The Lord called to Samuel, who answered, “Here I am.”

When God speaks, we listen. But where will God’s voice come from?

Jon Meacham writes inspiring American history books. In The Soul of America: The Battle for Our Better Angels, Prof. Meacham tells a story about how Martin Luther King’s 1963 “I Have A Dream” speech almost didn’t happen. The speech as written the night before by committee turned out word-heavy and awkward, and King dropped his notes halfway through.

Meacham writes:

Then, as on Easter morning at the tomb of the crucified Jesus, there was the sound of a woman’s voice. King had already begun to extemporize when the singer Mahalia Jackson spoke up. “Tell ’em about the dream, Martin.”

The voice of God comes alive, rising and falling with the tones of a human voice.

Eli said to Samuel, “Go to sleep, and if you are called, say “Speak Lord, for your servant is listening.”

In an hour the Lord once again revealed his presence and spoke intimately to Samuel. Samuel was about to become God’s prophet, God’s voice to Israel.

Now Mahalia Jackson’s words opened the same windows in Martin Luther King’s heart:

King left his text altogether at this point—a departure that put him on a path to speaking words of American scripture, words as essential to the nation’s destiny in their way as those of Lincoln, before whose memorial King stood, and those of Jefferson, whose monument lay to the preacher’s right, toward the Potomac. The moments of ensuing oratory lifted King above the tumult of history and made him a figure of history—a “new founding father,” in Taylor Branch’s apt phrase. He spoke:

“I have a dream that one day on the red hills of Georgia, sons of former slaves and the sons of former slave owners will be able to sit down together at the table of brotherhood. I have a dream that one day even the state of Mississippi, a state sweltering with the heat of injustice, sweltering with the heat of oppression, will be transformed into an oasis of freedom and justice. I have a dream that my four little children will one day live in a nation where they will not be judged by the color of their skin but by the content of their character…. I have a dream today.”

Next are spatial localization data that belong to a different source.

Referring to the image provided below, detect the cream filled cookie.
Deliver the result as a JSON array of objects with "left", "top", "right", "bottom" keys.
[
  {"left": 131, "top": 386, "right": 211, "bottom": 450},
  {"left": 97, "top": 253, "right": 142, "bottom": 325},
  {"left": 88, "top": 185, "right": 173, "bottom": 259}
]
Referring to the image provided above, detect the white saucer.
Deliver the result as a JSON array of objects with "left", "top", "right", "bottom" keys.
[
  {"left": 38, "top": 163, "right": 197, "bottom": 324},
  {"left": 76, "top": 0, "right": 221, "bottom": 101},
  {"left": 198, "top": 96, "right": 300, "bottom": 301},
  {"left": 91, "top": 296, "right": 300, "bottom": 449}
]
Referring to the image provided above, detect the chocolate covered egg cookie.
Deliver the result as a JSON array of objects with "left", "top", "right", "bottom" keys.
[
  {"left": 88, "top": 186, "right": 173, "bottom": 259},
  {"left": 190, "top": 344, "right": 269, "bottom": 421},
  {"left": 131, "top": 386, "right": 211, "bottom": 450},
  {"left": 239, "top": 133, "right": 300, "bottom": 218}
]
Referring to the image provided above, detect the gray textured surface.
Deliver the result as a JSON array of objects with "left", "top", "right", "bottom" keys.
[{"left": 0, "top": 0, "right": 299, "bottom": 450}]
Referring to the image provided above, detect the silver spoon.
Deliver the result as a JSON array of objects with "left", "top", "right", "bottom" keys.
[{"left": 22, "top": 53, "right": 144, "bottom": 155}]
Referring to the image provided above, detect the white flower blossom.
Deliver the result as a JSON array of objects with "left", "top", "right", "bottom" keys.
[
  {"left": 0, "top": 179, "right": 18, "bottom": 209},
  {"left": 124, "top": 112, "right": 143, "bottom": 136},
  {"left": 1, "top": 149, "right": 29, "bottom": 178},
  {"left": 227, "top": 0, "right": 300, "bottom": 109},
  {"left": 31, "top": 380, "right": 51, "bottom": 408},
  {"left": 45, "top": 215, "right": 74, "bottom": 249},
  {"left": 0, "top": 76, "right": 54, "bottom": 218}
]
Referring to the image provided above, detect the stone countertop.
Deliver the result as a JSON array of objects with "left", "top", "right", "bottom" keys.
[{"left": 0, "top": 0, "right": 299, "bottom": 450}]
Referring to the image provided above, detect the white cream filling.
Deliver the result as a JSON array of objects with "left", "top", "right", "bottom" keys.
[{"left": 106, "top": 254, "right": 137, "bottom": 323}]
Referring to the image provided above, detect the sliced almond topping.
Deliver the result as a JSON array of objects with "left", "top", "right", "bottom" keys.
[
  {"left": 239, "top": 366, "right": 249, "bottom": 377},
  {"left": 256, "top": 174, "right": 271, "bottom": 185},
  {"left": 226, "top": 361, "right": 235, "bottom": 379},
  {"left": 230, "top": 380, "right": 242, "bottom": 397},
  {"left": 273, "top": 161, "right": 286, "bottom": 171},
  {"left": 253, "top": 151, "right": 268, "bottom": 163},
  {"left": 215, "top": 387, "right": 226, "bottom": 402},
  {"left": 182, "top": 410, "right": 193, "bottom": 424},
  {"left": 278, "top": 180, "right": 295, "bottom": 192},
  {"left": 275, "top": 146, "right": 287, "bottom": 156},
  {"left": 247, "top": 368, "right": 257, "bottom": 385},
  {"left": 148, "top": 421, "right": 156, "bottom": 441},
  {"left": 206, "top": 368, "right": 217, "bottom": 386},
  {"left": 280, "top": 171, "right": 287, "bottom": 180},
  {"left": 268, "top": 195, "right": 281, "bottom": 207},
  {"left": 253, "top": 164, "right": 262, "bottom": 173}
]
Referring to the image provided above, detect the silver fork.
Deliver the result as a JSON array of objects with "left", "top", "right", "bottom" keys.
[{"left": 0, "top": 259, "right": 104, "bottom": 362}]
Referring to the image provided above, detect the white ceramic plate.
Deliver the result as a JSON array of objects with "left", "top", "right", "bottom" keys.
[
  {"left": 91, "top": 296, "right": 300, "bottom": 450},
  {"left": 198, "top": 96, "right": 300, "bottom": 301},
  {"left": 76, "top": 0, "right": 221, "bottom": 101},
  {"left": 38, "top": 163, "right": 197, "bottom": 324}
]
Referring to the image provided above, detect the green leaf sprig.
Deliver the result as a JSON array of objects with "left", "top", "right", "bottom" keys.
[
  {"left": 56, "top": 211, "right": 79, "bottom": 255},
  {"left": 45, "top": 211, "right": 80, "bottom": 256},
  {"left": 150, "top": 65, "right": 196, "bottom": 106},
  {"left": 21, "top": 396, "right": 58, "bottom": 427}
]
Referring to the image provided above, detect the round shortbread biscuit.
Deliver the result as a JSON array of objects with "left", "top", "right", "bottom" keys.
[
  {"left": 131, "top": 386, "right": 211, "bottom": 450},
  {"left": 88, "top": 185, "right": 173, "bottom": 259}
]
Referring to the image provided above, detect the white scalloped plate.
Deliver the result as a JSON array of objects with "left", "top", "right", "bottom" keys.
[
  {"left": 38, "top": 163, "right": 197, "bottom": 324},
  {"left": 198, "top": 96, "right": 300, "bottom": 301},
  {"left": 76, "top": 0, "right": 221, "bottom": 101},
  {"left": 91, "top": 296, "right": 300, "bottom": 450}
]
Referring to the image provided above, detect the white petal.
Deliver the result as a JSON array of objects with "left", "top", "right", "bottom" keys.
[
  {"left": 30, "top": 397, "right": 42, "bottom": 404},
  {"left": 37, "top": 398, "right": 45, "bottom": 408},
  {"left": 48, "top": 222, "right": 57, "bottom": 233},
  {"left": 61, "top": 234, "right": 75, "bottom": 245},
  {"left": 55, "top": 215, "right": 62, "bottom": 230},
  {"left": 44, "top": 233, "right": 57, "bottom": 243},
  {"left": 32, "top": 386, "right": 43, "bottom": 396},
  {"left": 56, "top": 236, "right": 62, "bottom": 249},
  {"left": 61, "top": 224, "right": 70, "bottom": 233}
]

I imagine that on the steps of Lincoln’s Memorial in Washington D.C., God was making his voice heard in Dr. King – God’s simple vessel for the Spirit of God to roil the waves of history and rub hope and strength into the soul of America.

Here am I, Lord. I come to do your will. I have waited, waited for the Lord, and he stooped toward me and heard my cry. And he put a new song in my mouth – a hymn to our God.

From Samuel and Dr. King God’s song flowed freely, lifting up the hearts and minds of anyone who had ears to hear:

“I have a dream that one day every valley shall be exalted, every hill and every mountain shall be made low. The rough places will be made plain, and the crooked places will be made straight. And the glory of the Lord shall be revealed, and all flesh shall see it together. This is our hope. This is the faith that I go back to the South with. With this faith we will be able to hew out of the mountain of despair a stone of hope.”

Tomorrow is our day in America to honor Dr. Martin Luther King. Meacham’s words both describe and honor him as well. Recalling the summer of 1963, the Vanderbilt professor wrote:

Like our more familiar founders (Washington, Adams, Hamilton, Jefferson), King was a practical idealist, a man who could articulate the perfect but knew that human progress, while sometimes intoxicatingly rapid, tends to be provisional. Still, though he was in Washington to demand legislative action, King spoke as a minister of the Lord, invoking the meaning of the Sermon on the Mount in a city more often interested in the mechanics of the Congress.

In the spring of the year 1968, Dr. King was killed by an assassin in Memphis. He spoke the night before with a sense of what was about to happen. On these days of mid-January 2024, burrowed in the bleak mid-winter, Paul’s words about all our bodies rise up especially over Martin Luther King’s:

Do you not know that your body is a temple of the Holy Spirit within you, whom you have from God, so that you are not your own? For you have been purchased at a price. Therefore,  glorify God in your body.